Discussion/Conclusion

The unknown #123 contained two different specimen of bacteria, one being a gram positive bacteria and one being a gram negative bacteria. The first unknown in #123 found to be a gram negative bacteria, was identified as Pseudomonas aeruginosa. This identification was reached by only one biochemical test and close observation. A gram stain was done originally and found red rods identifying the bacteria as gram negative. The streak plate that was originally done, showed a heavy green pigment, which is a main characteristic of Pseudomonas auruginosa. The next test performed was a Casein Test which showed a clear positive result. The only gram negative bacteria that shows a positive result on the Casein Test is Pseudomonas aeruginosa, therefore correctly confirming the unknown gram negative bacteria.

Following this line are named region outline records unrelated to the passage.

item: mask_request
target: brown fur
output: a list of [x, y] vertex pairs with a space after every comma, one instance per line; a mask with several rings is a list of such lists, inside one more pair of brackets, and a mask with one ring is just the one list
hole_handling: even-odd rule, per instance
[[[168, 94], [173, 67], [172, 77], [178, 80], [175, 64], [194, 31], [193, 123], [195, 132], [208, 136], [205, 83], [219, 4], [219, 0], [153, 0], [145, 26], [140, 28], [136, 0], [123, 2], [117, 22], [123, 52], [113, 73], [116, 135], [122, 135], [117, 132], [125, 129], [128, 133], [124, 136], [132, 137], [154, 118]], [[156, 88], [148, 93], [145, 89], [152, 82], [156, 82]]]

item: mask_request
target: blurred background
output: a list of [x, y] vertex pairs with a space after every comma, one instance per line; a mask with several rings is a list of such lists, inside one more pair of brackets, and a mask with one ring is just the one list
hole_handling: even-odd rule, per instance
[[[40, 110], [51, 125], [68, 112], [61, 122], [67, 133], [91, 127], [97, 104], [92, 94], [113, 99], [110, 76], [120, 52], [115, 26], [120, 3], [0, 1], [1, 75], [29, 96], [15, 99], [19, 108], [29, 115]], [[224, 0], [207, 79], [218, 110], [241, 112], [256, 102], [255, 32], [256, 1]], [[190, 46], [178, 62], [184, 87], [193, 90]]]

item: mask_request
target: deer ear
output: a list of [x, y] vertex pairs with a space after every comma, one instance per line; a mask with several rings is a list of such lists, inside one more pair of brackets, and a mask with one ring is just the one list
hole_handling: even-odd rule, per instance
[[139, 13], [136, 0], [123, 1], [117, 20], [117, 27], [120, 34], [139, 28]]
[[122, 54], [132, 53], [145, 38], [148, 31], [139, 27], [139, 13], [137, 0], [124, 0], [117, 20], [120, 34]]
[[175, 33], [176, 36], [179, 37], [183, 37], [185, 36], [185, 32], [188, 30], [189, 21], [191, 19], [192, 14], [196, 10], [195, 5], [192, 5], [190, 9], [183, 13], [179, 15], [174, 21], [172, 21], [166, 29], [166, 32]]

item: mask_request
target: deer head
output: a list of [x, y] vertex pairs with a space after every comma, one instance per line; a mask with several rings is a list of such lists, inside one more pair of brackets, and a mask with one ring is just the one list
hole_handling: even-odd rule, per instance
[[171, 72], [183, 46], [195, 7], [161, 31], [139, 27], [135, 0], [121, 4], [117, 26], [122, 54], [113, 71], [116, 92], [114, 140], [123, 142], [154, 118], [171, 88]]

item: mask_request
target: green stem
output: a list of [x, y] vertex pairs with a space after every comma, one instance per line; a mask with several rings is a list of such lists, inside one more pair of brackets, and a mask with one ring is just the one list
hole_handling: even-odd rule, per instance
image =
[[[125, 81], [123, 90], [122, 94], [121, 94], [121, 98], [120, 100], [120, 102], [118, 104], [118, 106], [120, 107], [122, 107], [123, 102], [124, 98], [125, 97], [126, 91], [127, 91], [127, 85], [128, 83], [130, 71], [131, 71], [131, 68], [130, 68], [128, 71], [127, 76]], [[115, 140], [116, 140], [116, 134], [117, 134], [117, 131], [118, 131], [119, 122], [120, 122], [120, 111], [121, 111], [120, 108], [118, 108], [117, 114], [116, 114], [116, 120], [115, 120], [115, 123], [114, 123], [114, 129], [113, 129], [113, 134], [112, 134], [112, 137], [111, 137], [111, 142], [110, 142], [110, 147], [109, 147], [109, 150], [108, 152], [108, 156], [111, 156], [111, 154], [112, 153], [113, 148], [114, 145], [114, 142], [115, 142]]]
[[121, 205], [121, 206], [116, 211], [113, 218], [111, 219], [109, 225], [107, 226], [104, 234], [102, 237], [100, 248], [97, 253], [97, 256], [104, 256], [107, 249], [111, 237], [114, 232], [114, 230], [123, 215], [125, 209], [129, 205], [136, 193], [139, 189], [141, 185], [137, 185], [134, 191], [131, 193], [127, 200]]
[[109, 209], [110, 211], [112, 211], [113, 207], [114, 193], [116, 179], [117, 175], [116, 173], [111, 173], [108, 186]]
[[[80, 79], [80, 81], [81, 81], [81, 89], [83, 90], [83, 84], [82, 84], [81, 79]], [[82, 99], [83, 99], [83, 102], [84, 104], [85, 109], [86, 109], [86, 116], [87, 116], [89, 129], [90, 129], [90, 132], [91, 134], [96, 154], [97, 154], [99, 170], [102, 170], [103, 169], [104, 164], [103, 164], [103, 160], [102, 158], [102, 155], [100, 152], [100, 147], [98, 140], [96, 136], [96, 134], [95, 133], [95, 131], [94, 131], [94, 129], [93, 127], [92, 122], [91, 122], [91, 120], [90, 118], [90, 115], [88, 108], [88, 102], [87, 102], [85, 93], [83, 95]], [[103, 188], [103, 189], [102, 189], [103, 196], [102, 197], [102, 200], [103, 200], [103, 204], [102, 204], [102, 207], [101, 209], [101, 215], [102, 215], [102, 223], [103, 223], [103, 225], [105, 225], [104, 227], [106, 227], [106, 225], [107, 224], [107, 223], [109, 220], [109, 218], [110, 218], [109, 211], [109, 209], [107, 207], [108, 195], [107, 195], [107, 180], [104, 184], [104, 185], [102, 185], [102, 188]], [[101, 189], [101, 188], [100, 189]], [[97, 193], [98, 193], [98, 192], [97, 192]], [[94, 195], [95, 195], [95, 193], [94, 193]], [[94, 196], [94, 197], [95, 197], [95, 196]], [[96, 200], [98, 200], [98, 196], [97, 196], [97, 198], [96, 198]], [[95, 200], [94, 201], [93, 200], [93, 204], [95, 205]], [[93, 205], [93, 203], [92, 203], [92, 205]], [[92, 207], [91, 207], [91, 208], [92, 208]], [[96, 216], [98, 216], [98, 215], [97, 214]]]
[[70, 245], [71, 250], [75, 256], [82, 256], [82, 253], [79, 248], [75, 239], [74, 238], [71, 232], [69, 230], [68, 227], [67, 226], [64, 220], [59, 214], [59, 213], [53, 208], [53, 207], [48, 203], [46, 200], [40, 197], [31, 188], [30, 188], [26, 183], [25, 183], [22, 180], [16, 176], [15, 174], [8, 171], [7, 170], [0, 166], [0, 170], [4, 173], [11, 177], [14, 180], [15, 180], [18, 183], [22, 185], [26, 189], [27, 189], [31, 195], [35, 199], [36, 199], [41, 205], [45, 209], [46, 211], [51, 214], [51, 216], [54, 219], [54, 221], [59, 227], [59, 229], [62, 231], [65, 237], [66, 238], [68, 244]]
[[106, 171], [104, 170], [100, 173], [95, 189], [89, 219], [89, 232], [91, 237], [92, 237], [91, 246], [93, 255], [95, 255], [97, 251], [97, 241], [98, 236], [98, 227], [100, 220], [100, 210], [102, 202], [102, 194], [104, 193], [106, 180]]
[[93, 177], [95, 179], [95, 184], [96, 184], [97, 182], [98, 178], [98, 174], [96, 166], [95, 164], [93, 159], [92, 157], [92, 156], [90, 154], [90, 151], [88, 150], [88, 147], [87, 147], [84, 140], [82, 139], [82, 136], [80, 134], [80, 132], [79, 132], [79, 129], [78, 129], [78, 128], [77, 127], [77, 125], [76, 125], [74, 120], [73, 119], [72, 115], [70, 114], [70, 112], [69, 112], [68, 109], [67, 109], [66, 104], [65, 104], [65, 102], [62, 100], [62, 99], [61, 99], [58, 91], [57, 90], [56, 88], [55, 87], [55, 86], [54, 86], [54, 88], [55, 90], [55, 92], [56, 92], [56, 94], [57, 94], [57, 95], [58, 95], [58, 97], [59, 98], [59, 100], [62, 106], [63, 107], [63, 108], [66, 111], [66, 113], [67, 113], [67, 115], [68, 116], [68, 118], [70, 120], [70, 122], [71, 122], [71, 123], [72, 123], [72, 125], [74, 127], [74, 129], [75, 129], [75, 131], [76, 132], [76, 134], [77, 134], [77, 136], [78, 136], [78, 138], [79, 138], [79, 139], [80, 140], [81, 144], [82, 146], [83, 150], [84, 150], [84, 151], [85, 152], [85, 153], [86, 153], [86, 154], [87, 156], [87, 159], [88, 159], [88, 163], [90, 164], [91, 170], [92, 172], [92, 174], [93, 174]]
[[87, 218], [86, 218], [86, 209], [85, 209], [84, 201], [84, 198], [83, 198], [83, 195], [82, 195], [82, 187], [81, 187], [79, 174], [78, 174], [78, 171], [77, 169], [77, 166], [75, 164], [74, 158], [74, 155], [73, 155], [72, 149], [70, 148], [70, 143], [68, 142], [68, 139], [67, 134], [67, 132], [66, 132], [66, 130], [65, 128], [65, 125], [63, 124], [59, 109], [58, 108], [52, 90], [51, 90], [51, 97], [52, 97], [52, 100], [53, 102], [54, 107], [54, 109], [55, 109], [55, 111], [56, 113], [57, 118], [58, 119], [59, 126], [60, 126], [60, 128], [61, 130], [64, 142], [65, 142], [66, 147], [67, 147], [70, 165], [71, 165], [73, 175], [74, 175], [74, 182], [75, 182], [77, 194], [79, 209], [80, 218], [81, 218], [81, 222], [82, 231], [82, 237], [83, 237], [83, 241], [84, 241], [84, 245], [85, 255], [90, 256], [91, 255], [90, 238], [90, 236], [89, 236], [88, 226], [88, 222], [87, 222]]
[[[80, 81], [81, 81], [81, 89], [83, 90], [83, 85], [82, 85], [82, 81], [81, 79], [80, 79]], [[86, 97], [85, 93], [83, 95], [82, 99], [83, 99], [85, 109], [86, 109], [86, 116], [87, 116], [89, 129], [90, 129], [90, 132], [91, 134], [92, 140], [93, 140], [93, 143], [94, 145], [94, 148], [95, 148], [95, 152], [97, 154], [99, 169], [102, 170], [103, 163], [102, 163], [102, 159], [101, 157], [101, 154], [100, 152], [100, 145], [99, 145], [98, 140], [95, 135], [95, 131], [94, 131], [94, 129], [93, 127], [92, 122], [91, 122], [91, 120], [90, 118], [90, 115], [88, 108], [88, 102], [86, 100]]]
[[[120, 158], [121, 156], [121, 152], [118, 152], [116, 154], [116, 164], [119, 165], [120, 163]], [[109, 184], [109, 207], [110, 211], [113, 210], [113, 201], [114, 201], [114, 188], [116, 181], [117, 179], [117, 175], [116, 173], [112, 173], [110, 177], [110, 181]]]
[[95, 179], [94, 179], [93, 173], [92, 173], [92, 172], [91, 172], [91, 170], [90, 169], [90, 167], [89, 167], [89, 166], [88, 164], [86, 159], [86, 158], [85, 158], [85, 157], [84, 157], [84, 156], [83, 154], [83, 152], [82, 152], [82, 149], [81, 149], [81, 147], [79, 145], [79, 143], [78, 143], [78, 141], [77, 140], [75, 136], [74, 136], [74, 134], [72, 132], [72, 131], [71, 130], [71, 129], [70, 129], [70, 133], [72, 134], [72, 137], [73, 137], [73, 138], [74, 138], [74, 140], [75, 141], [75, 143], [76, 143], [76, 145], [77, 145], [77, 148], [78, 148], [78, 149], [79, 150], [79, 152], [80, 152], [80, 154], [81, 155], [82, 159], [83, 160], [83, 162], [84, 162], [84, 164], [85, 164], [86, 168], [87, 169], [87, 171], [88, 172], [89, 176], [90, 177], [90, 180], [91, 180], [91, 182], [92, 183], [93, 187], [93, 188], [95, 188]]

The second unknown bacteria was identified as a gram positive bacteria with a coccus shape. This immediately ruled two of the gram positive bacteria Bacillus cerus and Bacillus subtilis. This left three bacteria that the second unknown could be Staphylococcus aureus, Staphylococcus epidermidis, or Enterococcus faecalis. The next test performed was a Nitrate Test which gave a positive result. The two bacteria that give a positive result for this test are Staphylococcus aureus and Staphylococcus epidermidis. The second test performed was a Urea Test which also gave a clear positive result confirming that unknown gram positive bacteria as Staphylococcus epidermidis because Staphylococcus aureus gives a negative result. Consultation with the Professor, confirmed the two unknown bacteria correctly as Pseudomonas aeruginosa and Staphylococcus epidermidis. The only problem that was encountered appeared when trying to isolate the gram positive bacteria. The gram negative bacteria in unknown #123 is a very aggressive bacteria that makes the growth of a gram positive bacteria difficult. Even on an MSA agar, it took a few tries and several isolations to get the gram positive to successfully grow. After successful isolation of both bacteria, there were no more issues encountered in identifying either.

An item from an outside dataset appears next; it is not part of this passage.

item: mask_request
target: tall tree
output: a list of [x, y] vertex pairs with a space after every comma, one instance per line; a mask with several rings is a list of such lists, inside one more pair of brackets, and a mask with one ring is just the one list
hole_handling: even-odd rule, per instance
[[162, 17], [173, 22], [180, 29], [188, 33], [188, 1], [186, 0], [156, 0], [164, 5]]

Pseudomonas aeruginosa is a gram negative rod shaped bacteria that was first discovered in 1882 by a pharmacists named Carle Gessard (2). His study picked up on the unique blue-green pigmentation of P. aeruginosa. This bacteria can catalyze in many environments which makes it very common and found almost everywhere such as soil, water, humans, plants, sewage and hospitals. P. aeruginosa is what is called an opportunistic human pathogen, because it rarely affects a healthy individual. This bacteria more so affects individuals with compromised immune systems the most common being those with cystic fibrosis, cancer, or AIDS. (2) This particular bacteria is so dangerous and pathogenic that it infects up to two thirds of critically ill patients in the hospital and is a leading pathogen in most medical centers with a mortality rate of 40-60% (2). It is most dangerous to cystic fibrosis patients and is involved and complicates 90% of cystic fibrosis deaths. It builds resistance against a lot of antibiotics and even chemotherapeutic agents. “P. aeruginosa is a facultative aerobe; its preferred metabolism is respiration.” (MicrobeWiki) People that are most at risk for infection of P. aeruginosa are those in hospital settings, especially ones on breathing machines or with catheters (3). Although some cases have been caused by swimming in pools or hot tubs with incorrect levels of chlorine. To avoid the spread and contamination of P. aeruginosa nurses and health care professionals should be sure to use aseptic technique because the bacteria is mostly spread through contaminated equipment and professionals hands. P. aeruginosa is quickly on its way to becoming resistant to antibiotics and becoming increasingly difficult to treat. Selecting the correct antibiotic for this particular bacteria is especially important.

 




References:

1. McDonald, Virginia, Mary Thoele, Bill Salsgiver, and Susie Gero. Lab Manual for General Microbiology. St Louis: St Louis Community College at Meramec, 2011. Print.
2. “Pseudomonas Aeruginosa.” – MicrobeWiki. Kenyon College, 30 June 2006. Web. 23 Apr. 2014.
3. “Health Care Associated Infections.” Centers for Disease Control and Prevention. Centers for Disease Control and Prevention, 02 Apr. 2013. Web. 22 Apr. 2014.